This Native American Woman Went to Space and Made History
By Nicole Casperson
Only around 1 in 5 space industry workers are women.
For many years, the number of women in the aerospace industry has remained around 20%. However, so far, only 11% of astronauts have been women. And women CEOs represent 19% of the leaders in aerospace.
Although over 560 people have traveled to space, less than 70 are women.
And of the 225 spacewalks that have been taken, only 15 were by women.
Meanwhile, recent studies show that women are still noticeably underrepresented as researchers in STEM fields worldwide, averaging just 28.8%.
Space exploration tends to offer high-earning jobs in a fast-growing sector, providing women with more financial freedom and empowerment.
So while America celebrates Thanksgiving this week, Friday marks Native American Heritage Day.
In advance of it, I’d like to highlight the story of one woman who chased her dreams so hard that they took her out of this world, literally.
Meet Nicole Mann, the first Native American woman to go to space.
On October 5th of, 2022, Nicole Mann made history.
As the commander of NASA’s SpaceX Crew-5 mission, she launched to the International Space Station (ISS) aboard the SpaceX Crew Dragon spacecraft as the first Native American woman to travel out of this world.

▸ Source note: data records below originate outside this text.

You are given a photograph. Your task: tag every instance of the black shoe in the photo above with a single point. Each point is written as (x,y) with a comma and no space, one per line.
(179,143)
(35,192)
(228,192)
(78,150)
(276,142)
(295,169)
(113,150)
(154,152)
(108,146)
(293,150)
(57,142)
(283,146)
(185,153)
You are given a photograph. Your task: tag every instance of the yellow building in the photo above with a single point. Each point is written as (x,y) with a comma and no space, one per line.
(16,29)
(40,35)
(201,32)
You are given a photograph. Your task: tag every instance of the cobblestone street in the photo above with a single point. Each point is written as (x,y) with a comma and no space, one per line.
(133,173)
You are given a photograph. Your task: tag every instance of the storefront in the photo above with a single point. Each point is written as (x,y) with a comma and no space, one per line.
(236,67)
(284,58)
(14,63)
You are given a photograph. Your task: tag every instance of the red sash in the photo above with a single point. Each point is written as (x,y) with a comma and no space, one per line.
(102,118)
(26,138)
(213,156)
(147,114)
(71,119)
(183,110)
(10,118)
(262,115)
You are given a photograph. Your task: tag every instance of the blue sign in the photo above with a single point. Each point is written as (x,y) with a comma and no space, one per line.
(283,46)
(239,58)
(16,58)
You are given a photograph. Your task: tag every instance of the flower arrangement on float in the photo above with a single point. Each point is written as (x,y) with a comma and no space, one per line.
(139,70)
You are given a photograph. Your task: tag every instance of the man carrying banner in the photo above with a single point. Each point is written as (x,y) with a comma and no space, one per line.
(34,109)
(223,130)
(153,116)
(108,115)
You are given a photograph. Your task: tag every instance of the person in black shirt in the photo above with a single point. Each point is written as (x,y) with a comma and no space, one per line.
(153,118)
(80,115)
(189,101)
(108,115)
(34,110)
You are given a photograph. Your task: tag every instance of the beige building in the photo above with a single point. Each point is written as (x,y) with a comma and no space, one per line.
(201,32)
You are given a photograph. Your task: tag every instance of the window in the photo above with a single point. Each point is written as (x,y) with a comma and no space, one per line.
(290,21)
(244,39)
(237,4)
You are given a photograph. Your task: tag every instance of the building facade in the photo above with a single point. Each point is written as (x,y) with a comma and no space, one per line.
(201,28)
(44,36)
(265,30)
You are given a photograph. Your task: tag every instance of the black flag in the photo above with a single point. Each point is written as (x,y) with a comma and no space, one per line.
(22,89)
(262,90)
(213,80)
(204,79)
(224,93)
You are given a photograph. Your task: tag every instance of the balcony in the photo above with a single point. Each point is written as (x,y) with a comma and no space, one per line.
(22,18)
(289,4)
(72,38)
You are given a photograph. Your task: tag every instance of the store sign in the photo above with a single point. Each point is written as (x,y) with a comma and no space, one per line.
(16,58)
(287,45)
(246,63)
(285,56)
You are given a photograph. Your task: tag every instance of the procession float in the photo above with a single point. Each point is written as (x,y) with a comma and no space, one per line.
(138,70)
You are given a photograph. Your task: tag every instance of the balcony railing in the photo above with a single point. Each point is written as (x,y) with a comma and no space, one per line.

But it wasn’t always Nicole’s childhood dream to put on a space suit.
She had a love and knack for math and sciences as a kid. However, she never considered that a career as a NASA astronaut was in the realm of possibility for her.
Nicole grew up in Northern California with her family and is registered with the Wailacki of the Round Valley Indian Tribes.
She went to the Naval Academy after high school, majoring in mechanical engineering and earning a bachelor’s degree.
Upon completing her bachelor’s degree, her options were:
- Join the Navy
- Join the Marine Corps
Becoming the first intergalactic traveler from her community was yet to be on the table.
She joined as a colonel of the U.S. Marine Corps, which led her to graduate school, where she earned a Master of Science in Mechanical Engineering at Stanford University.
As you can imagine, there weren’t many other students that shared her experience cheering her on.
The lack of representation didn’t stop Nicole from continuing to succeed.
After graduate school, Nicole was still eager to continue her education, but this time at flight school. In 2003, she earned her wings of gold as a Naval Aviator.
Nicole continued her journey with the military with a taste for the skies and an enthusiasm for being part of something bigger than herself.
She began her operational flying career one year later and was deployed on two combat missions to Iraq and Afghanistan.
Ever a student of life, Nicole still wanted more after these missions.
As she surveyed her other options for where to take her career, she landed on test-pilot school, where she flew F/A-18 jets for the first time.
And one taste of the Blue Angels ride was all she needed.
Flying F/A-18 jet planes got Nicole’s wheels turning about what else could be possible for her.
She began exploring and came across NASA.
She learned that her academic credentials were similar to NASA’s current astronauts.
After her pivot in 2013, NASA chose Nicole to be an astronaut.
Nine years later, she launched from the Kennedy Space Station to conduct 250+ experiments in space with her crew.
Like 3D printing human tissue to eventually grow organs among the stars.
Nicole believes it’s important to celebrate these firsts.
She hopes her experience will help other women and native women see that they can realize their wildest dreams and chase opportunities they may have once perceived as impossible when they bet on themselves.
By keeping every door open and taking every extra AP & extracurricular class she could, she allowed herself to decide at each juncture of her life what she wanted to do.
In her words, “Never discount yourself. Because if you don’t try, you’ll never make it.“
This Thanksgiving, I hope we all take more than a moment to celebrate stories like Nicole’s.
She wears the challenges that came alongside her success with grace.
But our country is still learning to empower native women like Nicole, and that mission must stay front and center.